FUNDAMENTALS A Complete Guide for Beginners
In Bash, a substring is a part of a string derived or extracted from the string. Substring provides powerful features for text manipulation and processing. Substring extraction is essential for text manipulation.
You can use the following methods to extract Bash substring:
- Using Bash’s substring expansion:
${input_string:start_index:length}
- Using the “cut” command:
cut -c N-M <<< input_string
- Using the “awk” command:
awk '{print substr($input_string,start_index, length)}'
- Using the “expr” command:
expr substr input_string start_index length
- Using the “grep” command:
echo input_string | grep -o “substring”
There are two types of bash substring extraction: index-based and pattern-based.
In this article, I’ll explain 4 methods of index-based substring extraction and 3 methods of pattern-based substring extraction in Bash. So let’s get started!
A. Index-Based Substring Extraction
Index-based extraction involves extracting a substring from an original string based on specified start and end positions of characters. Bash strings are zero-indexed. You can extract a substring based on the index in various ways like Bash’s substring expansion, using the “cut” command, using the “awk” command, and using the “expr” command.
1. Using Bash’s Substring Expansion
The simplest method to extract a substring from a string is to use the expression ${string:start_index:length}
where the string variable holds the main text or string. The start_index
denotes the initial position of characters from which the extraction begins, while the length
specifies the size of the resulting substring.
You can check the following examples of substring extraction for a clearer understanding of the topic:
i. From the Start of the String
To extract a substring from the start of the string set the “start_index” value to 0 and specify the “length” as your preference. For example, to extract a substring of length 11 from the starting, you can check the following script:
#!/bin/bash
#Define a string variable
string="Linuxsimply and Linux"
#Print the string variable
printf "The main string:\n$string"
#Extract a substring from the first character of the string
substring="${string:0:11}"
#Print the substring value
printf "\n\nThe substring:\n$substring\n"
"${string:0:11}"
extracts a substring from the first character (index 0) and includes the next 11 characters of the string variable.The output shows the extracted substring of a specified length from the main string.
ii. From the Middle of the String
To extract a substring from the middle of the string set the “start_index” to any index value rather than 0 and the “last_index” of the string, and specify the “length”.
You can check the following example to extract a substring of length 9 from the original string, starting at index 8:
#!/bin/bash
#Define a string variable
string="Extract substring from middle."
#Print the string variable
printf "The main string:\n$string"
#Extract a substring from the first character of the string
substring="${string:8:9}"
#Print the substring value
printf "\n\nThe substring:\n$substring\n"
substring="${string:8:9}"
extract a substring from the string variable. The substring is extracted from the index 8 to index 16. As the substring length is 9, the ending index is 8+9-1=16
.The output shows the extracted substring from the middle of the main string.
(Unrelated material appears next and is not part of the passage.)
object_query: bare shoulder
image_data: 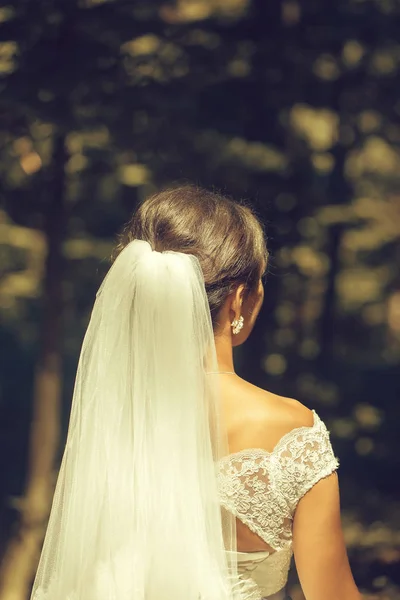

iii. From the Positive Index Position
Positive position refers to the positions or indices counted from the beginning of the string, starting with 0 for the first character.
To extract a string from the positive position, provide the “start_index” to indicate from which the extraction should begin. Follow the script below:
#!/bin/bash
#Define a string variable
string="Extract substring from positive starting position."
#Print the string variable
printf "The main string:\n$string"
#Extract a substring from a positive starting position
substring="${string:18}"
#Print the substring value
printf "\n\nThe substring:\n$substring\n"
substring="${string:18}"
extracts a substring from the variable string, starting at index 18 and extending to the end of the string as length is not mentioned.The result displays the substring obtained from the positive starting position and continuing until the end index.
iv. From the Negative Starting Index Position
The negative starting position refers to the character index counted backward of the string, with -1 representing the last character. To extract a substring from the negative starting position use the syntax, substring="${string: -start_index: length}"
.
See the following bash scripts to extract a substring from a negative position:
- To simply specify the negative “start_index” use the code below:
#!/bin/bash #Define a string variable string="Extract substring from the negative starting position." #Print the string variable printf "The main string:\n$string" #Extract a substring from the negative starting position substring="${string: -27}" #Print the substring value printf "\n\nThe substring:\n$substring\n"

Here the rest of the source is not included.